Friday, September 25, 2009

A Letter to Oppermann


Dear Dr. Oppermann,

It seems that there have always been two kinds of letters that have been written. There are letters that have been written because one was passionately on a path to write a letter. There are letters that are written because with an immense astonishment one discovers that one must write a letter. This falls into more of the latter category.

I write as Ayreses have always had to write: when the terrible urge overcame them and not a second before or after. Unpredictable, undedicated dilettantism is all this has ever earned me.

I write you because I believe that I have somehow changed between the last posting on the "Oppermann in Praxis" web-log and the current one. How much longer will the change last? How much longer will this inspiration last before once again it is dormant? stand-off-ish? Unpredictable? Say, another twenty years?

Be that as it may, I have resigned myself over the last year to reading and occasionally writing on your weblog as somehow more Ayresian than the Ayres weblog of Oppermann: if such distinctions can be maintained with any reasonable cerebration.

How then has Ayres changed? He has grown a little older, that is all. He still has put off harboring any thoughts of going into a monastery. (Good, good, we know all that.) Ayres has begun to let his hair grow out again (but that is all old stuff, Oppermann has endured these things before).

So Ayres has not changed much then? When we think of it, old habits die hard, particularly the habit of being oneself, as finite, limited and uncreative as that might seem.

So what is this motivation to write, more of the same? I have changed only as a Walser has changed, which again would be, not much at all: still thee same damned bowler hat and the pinstripe slacks and walking cane, or dudeish equivalent. No news there.

Perhaps I found a cache of humor in Walser, that is all, and that would be a sign of Ayres' changing. (I am so sick and tired of myself among so many friends who all wish to be seen by their friends as changing: we aren't changing at all, it's so pathetic!) Change only happens from without: and then when one is changed, truly, it means in it's essence: one can't have the same friends any more.

So then I am writing this out of obligation? Heck no!

I do not have the pretense to claim I have the arduous spiritual discipline of, say, an Oppermann, to devote the last year of his life to an extremely consistent web-log (Come on Ayres! Where's your backbone! Where's your spine!) I am not a spiritual web-log persuer: I am a televangelist johnny-come-lately to the scene: that is all, that is really all I can stand!
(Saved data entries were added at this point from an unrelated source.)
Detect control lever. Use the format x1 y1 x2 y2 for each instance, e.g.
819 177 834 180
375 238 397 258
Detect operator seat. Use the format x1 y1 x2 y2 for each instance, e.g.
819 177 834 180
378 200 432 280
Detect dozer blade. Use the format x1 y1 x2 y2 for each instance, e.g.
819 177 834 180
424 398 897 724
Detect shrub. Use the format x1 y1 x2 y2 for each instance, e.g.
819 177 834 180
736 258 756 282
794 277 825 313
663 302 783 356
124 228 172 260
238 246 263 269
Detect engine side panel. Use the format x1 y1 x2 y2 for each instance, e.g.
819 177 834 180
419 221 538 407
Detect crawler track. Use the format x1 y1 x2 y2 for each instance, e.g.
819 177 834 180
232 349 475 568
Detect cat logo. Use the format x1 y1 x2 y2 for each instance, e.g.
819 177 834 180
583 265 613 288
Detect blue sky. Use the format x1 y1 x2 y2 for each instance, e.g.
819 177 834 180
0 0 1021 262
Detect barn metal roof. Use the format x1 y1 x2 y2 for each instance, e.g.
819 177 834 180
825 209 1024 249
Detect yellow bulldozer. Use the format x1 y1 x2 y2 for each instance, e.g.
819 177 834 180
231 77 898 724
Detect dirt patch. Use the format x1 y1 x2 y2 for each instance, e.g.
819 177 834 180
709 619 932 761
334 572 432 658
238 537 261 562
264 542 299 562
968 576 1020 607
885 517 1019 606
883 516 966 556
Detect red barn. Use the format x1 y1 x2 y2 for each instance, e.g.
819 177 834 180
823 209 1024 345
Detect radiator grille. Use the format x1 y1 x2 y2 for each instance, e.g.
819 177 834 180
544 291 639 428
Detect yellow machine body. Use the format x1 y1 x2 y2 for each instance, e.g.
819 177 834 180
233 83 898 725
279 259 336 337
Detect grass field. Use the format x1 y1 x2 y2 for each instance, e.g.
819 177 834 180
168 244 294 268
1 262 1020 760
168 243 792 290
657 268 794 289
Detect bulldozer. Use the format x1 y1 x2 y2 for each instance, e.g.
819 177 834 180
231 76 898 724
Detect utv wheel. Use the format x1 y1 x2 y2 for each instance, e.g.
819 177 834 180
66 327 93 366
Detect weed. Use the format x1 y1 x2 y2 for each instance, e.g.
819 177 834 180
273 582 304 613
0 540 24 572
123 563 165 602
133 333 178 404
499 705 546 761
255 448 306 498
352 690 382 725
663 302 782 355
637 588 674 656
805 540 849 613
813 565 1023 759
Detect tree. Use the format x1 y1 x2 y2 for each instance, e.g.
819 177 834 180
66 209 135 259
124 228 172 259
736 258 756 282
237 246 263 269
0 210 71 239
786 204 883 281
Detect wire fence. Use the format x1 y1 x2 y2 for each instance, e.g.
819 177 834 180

Rather, Oppermann writes because Oppermann is Oppermann. Ayres writes because Ayres is Ayres. That much we will get straight, though a document on friendship: "The Road Goes Even Further" is something we will have to continue to write together whenever possible.

Oppermann is breaking off to write a writing: The writing is not his writing when he was faced each day with the cackle of six or seven dozen college kids. (We were once those, and we called the days "Arcadian," but Oppermann looks at the dither of all that late teen-age sonambula with disgust). (You'll correct me quite vehemently, I hope, if I'm wrong).

Maybe I am writing this letter because I simply Owed Oppermann the time. That is a frank admission of a debt of soul, not an obligation to my own pointless spiritual rubric to nothing (and I really mean "nothing"): but an empty lament. I haven't changed. I'm still the same. (which is actually quite boring!) I Owed Oppermann because I love so much of what he is, and I just needed to spend a part of an evening in thought, hopefully laughing with him at my own dithering turn-around-speeches in this letter. It should look almost like Sebald, except I didn't go anywhere, I stayed home: ergo it's more like Walser.

Oppermann should be the man to go around with international speeches! First he is here, and then there. Damn well should be, or will be, everywhere. I know, enough, enough.

Anyway, there is so much more I would have liked to say. I would still say that my chapter on Hölderlin will have to contain extensive documentation around the Oppermann post-cards from the Hölderlin museum. My book, however is still to be published at a far-off date.

Oppermann seems nascent: like a leopard about to give birth: about to be published and punished! About to be sent to the "pen." About to be discovered by his own return ...just as he is set to depart! Pure astonishment!